Wow, thank you for this reminder of who and what our God came for…to love us and to forgive our imperfect beings. I have been called a perfectionist by many, I am ready to change that aspect of my life. I know I’m not perfect, then I need to stop trying to be. God loves me and will help me overcome this area of my life.
Thank you Lord for knowing just how I feel..No I’m not perfect .. and you know all about my pain
It is so hard to get out of the cycle of not being good enough. And sometimes the more you try to get out, the farther you fall. It helps to sometimes do one thing you are good at and remember that.
Yes. It. Does. Doing one thing we are good at and not trying to be good enough at so many things.Thank you for sharing your strategies with us!!
Thank you for the reminder that Jesus’ approval is the only one that we need. And that even in His perfection we are made acceptable and loved.
I think emotional pain is like physical pain. one unkind word and we remember it like it first happened. then we feel like well i deserved that pain. the devil starts whispering depression into to our ears. one thing i have found helpful is to remind myself who I am in Christ.
Amen. Who we are in Him is the solution to every problem. Our best defense to every attack! thank you for the clear reminder!
Struggling with confidence is a fight I battle daily. What a wonderful reminder as a natural people pleaser I have a beautiful example in Jesus Christ to follow. He only aimed to please His Father’s will. Thank you for speaking truth and equipping us for the daily battle of the mind. To God be the glory!

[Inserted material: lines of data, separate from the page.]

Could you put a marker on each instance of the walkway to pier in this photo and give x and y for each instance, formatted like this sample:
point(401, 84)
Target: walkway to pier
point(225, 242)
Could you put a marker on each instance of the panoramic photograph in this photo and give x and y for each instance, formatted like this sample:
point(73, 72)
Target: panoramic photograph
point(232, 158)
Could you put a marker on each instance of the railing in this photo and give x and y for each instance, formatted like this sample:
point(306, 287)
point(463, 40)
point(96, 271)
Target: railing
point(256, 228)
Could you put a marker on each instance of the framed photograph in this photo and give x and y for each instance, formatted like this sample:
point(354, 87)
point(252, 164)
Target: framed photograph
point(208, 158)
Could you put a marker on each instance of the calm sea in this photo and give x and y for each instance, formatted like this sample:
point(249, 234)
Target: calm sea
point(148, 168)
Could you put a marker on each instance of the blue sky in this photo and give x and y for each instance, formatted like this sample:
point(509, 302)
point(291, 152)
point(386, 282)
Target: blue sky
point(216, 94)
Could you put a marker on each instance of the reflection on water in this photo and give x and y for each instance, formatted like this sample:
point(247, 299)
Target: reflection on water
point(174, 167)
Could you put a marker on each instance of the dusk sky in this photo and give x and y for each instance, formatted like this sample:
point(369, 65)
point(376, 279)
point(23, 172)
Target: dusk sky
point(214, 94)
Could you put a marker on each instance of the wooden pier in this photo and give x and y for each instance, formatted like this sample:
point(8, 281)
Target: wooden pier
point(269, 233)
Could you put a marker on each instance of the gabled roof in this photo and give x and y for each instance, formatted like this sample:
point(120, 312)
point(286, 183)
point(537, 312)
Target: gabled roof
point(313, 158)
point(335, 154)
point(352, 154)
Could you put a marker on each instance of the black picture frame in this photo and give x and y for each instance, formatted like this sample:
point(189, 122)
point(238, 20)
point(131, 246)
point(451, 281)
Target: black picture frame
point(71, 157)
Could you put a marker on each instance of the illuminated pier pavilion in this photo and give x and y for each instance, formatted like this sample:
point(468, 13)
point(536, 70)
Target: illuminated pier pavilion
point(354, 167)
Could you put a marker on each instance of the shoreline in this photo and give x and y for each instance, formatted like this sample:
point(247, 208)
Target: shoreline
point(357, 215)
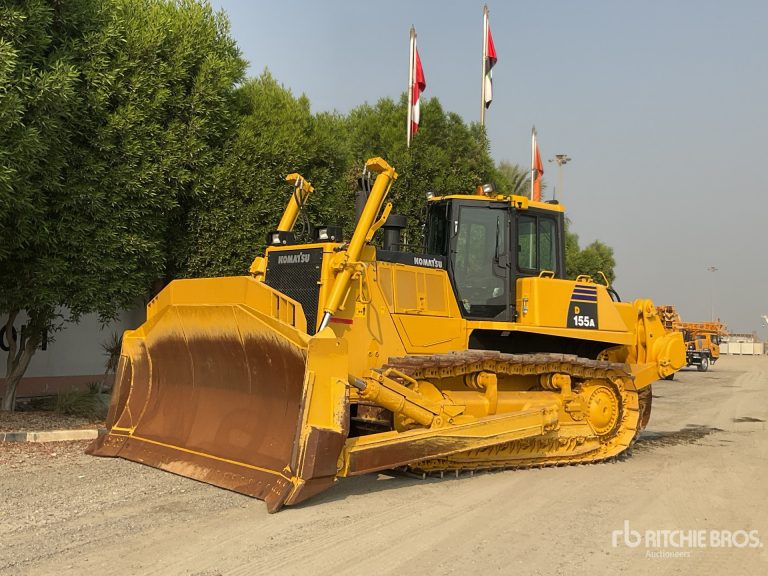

Observing the way Jesus lived, loved and especially the way He let others’ opinions roll off His back… really helps the people-pleaser in me find a better balance!
Praying Jesus will seal this truth in our hearts this week!
EVERY SINGLE DAY I am reminded that I am not perfect. I am my own biggest critic.
One thing that helps me though is the LUXURY of standing on God’s promises. For example, in those moments of doubts I repeat to myself: “you may not be perfect, but you were fearfully and wonderfully made… created in the image of God–it doesn’t get better than that”
“you have not because you ask not–ask God for help today in this area.”
These simple statements and a ton of others help me through my most self-induced critical moments.
Amen, amen and amen!! Let’s keep preaching those promises to our hearts!
Confidence is a daily struggle- it’s so easy to think about past hurts and believe I’m not good enough. I was told that I need to work on being more confidence and would love to read this to stop second guessing myself so much.
I read your book and enjoyed it so much. Yes, none of us will be perfect, but our Lord was and so
thankful for that. He is the same today, yesterday and forever. He does not change, but we can as
we rely on Him each day of our lives here on earth.
Thank you for your blog each day.
J. Peterson
You’re welcome!! Im glad you are here!